Like a receding wave exposes what’s really underneath, unspoken dissent, frustration, conflict, and dismay become visible when growth slows or tides turn, unless the team focuses on proactively building an energy-inspired culture.
- Decision-making shifts from “we” to “me.” When team members have no clear understanding of how to recharge, they place self-preservation above collaborative effort.
- Conflict rages and the “assume best intent” principle becomes a joke instead of a value.
- Team members whose ideas aren’t being taken seriously begin to withdraw and shift to an attitude of blaming fueled by their survival instincts.
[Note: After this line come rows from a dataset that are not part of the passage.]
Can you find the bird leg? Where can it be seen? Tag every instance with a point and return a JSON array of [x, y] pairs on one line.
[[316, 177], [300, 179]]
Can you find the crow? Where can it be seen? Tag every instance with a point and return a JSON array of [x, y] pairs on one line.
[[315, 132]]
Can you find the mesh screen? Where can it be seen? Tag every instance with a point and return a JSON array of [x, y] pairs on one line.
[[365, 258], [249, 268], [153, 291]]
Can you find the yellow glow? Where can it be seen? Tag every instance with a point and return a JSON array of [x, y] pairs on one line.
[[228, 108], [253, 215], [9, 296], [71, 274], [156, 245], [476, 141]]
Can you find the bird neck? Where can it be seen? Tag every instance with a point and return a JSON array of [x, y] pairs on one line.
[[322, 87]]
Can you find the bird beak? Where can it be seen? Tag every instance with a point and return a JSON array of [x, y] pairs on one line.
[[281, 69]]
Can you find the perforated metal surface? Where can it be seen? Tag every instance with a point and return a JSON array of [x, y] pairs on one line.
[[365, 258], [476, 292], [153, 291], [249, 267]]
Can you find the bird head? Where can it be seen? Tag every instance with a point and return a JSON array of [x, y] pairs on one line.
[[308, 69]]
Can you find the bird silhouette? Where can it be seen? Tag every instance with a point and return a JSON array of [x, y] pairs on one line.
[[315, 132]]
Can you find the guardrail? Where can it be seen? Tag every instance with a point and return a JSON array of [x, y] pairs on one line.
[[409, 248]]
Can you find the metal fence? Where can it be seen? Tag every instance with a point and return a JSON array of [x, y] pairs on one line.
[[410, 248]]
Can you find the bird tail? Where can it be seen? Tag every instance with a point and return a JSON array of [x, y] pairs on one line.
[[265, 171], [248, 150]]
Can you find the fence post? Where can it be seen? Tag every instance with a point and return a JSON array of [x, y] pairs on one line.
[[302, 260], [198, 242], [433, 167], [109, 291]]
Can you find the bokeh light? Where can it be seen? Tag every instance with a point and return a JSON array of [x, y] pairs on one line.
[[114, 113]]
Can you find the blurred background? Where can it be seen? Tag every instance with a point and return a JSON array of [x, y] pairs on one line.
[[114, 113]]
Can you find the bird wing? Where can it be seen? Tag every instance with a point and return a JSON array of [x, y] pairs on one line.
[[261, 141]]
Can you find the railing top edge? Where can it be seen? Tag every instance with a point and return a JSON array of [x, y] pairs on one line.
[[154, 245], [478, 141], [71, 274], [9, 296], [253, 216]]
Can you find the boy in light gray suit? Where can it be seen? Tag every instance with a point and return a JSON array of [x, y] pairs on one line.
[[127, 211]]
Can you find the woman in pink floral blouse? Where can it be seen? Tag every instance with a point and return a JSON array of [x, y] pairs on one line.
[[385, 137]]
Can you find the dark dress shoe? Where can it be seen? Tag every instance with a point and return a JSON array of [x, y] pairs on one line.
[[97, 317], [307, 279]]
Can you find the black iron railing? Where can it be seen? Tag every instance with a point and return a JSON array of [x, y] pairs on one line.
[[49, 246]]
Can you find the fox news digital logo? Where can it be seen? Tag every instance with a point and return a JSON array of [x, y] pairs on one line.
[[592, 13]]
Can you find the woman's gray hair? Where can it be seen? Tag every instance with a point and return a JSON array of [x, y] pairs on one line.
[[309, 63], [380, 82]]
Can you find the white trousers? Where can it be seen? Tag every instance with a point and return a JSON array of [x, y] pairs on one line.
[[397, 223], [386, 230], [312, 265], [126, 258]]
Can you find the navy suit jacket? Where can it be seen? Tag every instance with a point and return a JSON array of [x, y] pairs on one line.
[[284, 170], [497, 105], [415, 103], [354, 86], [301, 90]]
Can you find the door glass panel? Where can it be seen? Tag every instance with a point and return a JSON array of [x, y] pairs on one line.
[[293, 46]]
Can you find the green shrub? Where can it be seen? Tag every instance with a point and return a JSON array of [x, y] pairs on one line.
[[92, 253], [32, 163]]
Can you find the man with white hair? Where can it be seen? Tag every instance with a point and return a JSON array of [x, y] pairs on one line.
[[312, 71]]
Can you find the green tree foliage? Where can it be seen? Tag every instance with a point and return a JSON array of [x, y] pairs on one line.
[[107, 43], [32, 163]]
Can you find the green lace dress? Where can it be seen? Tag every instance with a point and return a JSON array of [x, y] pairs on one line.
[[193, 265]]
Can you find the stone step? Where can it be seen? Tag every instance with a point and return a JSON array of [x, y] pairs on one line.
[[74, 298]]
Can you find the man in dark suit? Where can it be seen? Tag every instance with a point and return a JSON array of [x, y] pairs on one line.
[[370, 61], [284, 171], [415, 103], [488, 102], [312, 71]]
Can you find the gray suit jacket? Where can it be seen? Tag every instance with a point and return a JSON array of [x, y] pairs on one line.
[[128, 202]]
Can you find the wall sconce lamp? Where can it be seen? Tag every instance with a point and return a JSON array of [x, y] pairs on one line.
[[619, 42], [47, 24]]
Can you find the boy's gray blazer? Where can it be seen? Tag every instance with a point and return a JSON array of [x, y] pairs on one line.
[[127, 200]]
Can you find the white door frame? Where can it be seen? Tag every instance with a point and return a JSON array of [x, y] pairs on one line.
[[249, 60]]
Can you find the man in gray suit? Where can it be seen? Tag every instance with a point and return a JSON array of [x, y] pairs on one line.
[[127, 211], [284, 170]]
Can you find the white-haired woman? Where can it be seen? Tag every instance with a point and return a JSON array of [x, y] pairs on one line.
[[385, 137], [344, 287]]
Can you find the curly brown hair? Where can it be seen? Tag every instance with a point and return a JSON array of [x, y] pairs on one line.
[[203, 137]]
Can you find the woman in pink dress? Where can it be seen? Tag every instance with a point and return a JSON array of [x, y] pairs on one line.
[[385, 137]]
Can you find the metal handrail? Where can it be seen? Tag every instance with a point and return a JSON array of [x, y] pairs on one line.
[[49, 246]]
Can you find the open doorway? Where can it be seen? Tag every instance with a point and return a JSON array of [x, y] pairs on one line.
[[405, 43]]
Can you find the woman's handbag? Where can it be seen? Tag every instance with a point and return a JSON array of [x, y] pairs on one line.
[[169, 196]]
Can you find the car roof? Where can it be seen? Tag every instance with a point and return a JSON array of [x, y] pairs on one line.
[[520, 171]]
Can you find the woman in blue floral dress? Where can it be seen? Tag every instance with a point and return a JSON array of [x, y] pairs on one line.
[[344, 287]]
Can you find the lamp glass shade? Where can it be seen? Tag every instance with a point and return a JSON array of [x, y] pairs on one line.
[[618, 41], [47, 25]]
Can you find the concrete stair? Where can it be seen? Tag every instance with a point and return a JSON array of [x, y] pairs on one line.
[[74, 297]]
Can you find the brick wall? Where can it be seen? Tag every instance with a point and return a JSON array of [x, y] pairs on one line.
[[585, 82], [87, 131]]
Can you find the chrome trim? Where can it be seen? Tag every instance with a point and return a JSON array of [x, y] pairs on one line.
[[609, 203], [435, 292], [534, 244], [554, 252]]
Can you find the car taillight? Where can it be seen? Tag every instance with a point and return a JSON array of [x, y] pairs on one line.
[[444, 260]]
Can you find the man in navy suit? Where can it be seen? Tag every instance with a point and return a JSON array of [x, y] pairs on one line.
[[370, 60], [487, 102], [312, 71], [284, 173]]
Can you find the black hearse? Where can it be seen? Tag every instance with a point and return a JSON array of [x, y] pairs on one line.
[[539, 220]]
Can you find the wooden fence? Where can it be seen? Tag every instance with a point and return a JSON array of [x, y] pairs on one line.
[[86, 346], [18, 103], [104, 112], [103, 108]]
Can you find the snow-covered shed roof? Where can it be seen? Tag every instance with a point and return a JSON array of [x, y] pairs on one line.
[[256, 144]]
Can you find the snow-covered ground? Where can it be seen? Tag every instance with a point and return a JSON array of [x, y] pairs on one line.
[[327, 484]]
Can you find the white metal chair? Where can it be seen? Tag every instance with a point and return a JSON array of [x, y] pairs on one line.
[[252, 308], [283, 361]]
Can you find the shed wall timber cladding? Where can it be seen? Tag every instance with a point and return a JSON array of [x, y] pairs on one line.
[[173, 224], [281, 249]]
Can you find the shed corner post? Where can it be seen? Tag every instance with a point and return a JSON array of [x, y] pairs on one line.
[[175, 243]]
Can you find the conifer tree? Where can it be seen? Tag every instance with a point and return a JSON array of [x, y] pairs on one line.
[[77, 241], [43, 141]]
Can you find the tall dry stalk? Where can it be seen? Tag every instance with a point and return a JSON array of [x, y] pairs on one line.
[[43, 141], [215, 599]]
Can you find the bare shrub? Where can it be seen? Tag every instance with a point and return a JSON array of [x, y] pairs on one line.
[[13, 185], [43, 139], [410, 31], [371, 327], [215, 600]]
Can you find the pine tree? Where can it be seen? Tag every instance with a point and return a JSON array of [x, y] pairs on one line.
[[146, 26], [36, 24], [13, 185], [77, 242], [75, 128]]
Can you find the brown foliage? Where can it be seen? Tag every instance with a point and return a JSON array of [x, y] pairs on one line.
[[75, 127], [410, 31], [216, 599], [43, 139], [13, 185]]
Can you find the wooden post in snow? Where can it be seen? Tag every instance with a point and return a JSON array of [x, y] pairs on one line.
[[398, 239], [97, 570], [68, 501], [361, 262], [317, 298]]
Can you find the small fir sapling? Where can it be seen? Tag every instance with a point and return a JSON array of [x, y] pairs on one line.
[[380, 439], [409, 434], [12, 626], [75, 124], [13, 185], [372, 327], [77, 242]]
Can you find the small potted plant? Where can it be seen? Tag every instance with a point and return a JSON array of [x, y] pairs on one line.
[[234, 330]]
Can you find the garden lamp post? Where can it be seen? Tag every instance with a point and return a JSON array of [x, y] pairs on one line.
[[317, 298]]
- Teams who haven’t built trust have employees who don’t put in the extra effort because they know their best interests aren’t the focus.
Biggest of all, people jump ship, looking for more promising opportunities to bolster or save their careers. The connection to energy is clear. Under stress, we fight or flight and when fighting is too exhausting or we don’t care, we just flee.
How do you fix the wounds created by hidden pressures?
Sometimes, the hidden pressures start to reveal themselves only when something goes against your expectations. When you miss out on a deal, when a highly valued employee leaves, when you’re passed over for a promotion – that’s when you start to question whether all the time and commitment was worth it.
As a leader, you have the power to keep things from getting to this point for your team members, and to set them up for long-term fulfillment in their roles. Start coaching your team away from the “winning is everything” mindset and toward an energy-inspired mindset that can help them persevere through hard times and soar during good ones.
- Level-set. If you’ve recognized there’s work to be done within your culture, so have your team members. Share with honesty and transparency where you are and where you want the team to be.
- Protect against overwork. We don’t solve business challenges with more hours worked. It only exacerbates them. Give new guidelines for what you expect. The leader I mentioned in this article has developed a No Laptop Challenge for her team. They keep one another accountable to put their computers away outside the office, separating work and personal time so they can truly rest and recover, then do their best work when they’re on again.
- Lead with high positive energy. If you understand the relationship between your energy and your leadership capacity, you’ll be better equipped to lead thoughtfully and strategically, and to shape your team members’ experiences and expectations.
- Stand up for them. When an unreasonable timeline or demand comes down from leadership, how do you handle it? If you want your people to trust you, you have to be on their side when push comes to shove. Share what your team’s facing and highlight their hard work. If you back down and ask them to pile on additional work regardless of your new norms, you’re showing them that winning at all costs really is the most important thing.
- Cultivate rest/recovery. You expect your team to perform well. Are you giving them the bandwidth they need to rest and recover, so they can work more effectively? Rest should be considered fuel – a necessity for their sustained success, rather than a luxury that can be pushed aside.
Hidden pressures only stay under the surface for so long. When they rise to the surface, it means they’ve probably been there for quite some time disrupting your team’s efforts and creating layers of frustration and disengagement.
As a leader, you win when you make it possible for your team to win on all fronts. Give them the tools to manage their energy levels and you’ll make it more possible for them to perform at work and to thrive personally.